A Cloud-Native 5G/O-RAN Model

Why do I make so big a point about “box-centric” specifications for network virtualization? If somebody virtualizes a box, isn’t it the same thing as virtualizing everything that’s in it? In a blog last week, I looked at the 5G O-RAN specification and talked about some of my issues in abstraction of the functionality. I want to dig deeper today, looking at how you’d do O-RAN in an optimum cloud-native way. As always, I want to start from the top.

We get online from our desktop and laptop computers all the time. We sign on to WiFi, we’re assigned an IP address, and we’re there. Let’s call the “service” that this represents “Service”. Why doesn’t this simple approach work for 5G? The answer is in the word “mobile”.

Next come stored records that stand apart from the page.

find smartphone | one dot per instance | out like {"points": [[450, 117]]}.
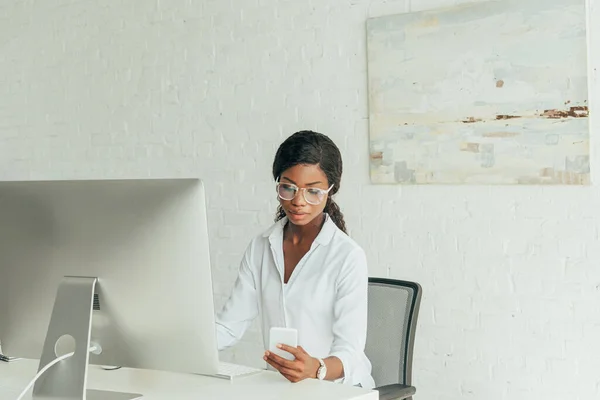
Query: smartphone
{"points": [[288, 336]]}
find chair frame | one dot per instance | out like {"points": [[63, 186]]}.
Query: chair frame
{"points": [[406, 372]]}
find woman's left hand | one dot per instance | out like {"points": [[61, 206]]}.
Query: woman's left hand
{"points": [[304, 366]]}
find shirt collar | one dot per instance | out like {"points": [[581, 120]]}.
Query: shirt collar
{"points": [[323, 238]]}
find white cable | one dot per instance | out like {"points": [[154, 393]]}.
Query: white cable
{"points": [[46, 368], [41, 372]]}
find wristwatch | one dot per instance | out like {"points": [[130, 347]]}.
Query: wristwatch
{"points": [[322, 371]]}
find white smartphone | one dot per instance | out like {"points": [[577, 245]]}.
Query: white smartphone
{"points": [[288, 336]]}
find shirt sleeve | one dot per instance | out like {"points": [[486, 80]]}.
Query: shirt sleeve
{"points": [[240, 308], [350, 314]]}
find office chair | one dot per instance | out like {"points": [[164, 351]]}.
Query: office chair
{"points": [[393, 313]]}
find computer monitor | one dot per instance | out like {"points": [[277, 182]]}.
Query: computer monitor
{"points": [[121, 266]]}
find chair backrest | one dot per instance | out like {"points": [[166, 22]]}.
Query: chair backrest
{"points": [[393, 313]]}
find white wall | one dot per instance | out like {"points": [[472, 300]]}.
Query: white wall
{"points": [[136, 89]]}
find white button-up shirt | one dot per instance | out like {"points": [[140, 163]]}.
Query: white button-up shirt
{"points": [[325, 298]]}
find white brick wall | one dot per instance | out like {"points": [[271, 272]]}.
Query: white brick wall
{"points": [[136, 89]]}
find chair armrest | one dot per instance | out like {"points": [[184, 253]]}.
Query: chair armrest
{"points": [[395, 391]]}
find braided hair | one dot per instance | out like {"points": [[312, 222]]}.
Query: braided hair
{"points": [[312, 148]]}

In a mobile network, we have a device that we move around with, and the connection is made from a series of cell sites. We move through these sites as we walk or drive. If each of these sites were like WiFi, we’d get an IP address in each of them as we entered, which would be fine if we never expected to have a voice or data session active while we were moving. Since we do, we could expect to get an IP address from the cell site when we turned on our phone, and as we moved, we’d need to keep that address or any web activity we had ongoing would be broken when the server replied to an address we no longer had, that would no longer reach us.

What makes mobile connectivity work? We need to define another service, which I’ll call “Mobility Management”. This service somehow finds out where we are and ensures that our traffic is directed to the right cell. The Mobility Management service needs to have a “sub-service” we’ll call “Registration”, that’s invoked when a user appears in a cell, to ensure they have a right to service there. The figure below shows this simple functional structure.

A mobile device needs to support four services, then, meaning four interfaces exist between the device and the mobile (5G) network. We could draw 5G as a black box and show four service interfaces to the device, period. If the mobile device and the network conformed to the same spec (including the radio spec, of course) for these interfaces, any implementation would suit the device and the services. This sure makes 5G look simpler, right?

A High-Level Functional View of 5G

My diagram is a functional view, where the specs focus on the implementation of the services, and that’s my first quarrel with most telecom-related specs. They either don’t produce a functional diagram at all, or they produce one by defining how the function could be performed. We draw these diagrams with boxes representing functions, and we show workflows between interface points that we label. The diagram below represents O-RAN as the Alliance shows it, and you can see the difference.

O-RAN Architecture (from O-RAN Alliance)

What you see here is focused so much on implementation it doesn’t even show those high-level interfaces at all. That’s because O-RAN is really focused on supporting the Mobility and Registration services, and those services are driven from the network side. What you do see are the internal interfaces, things like A1, E1, E2, and F1. You also see functional blocks like CU-CP and CU-UP or O-DU and O-RU. You might wonder where the user is in all of this (nowhere) and where and how the whole process represented in the diagram kicks off.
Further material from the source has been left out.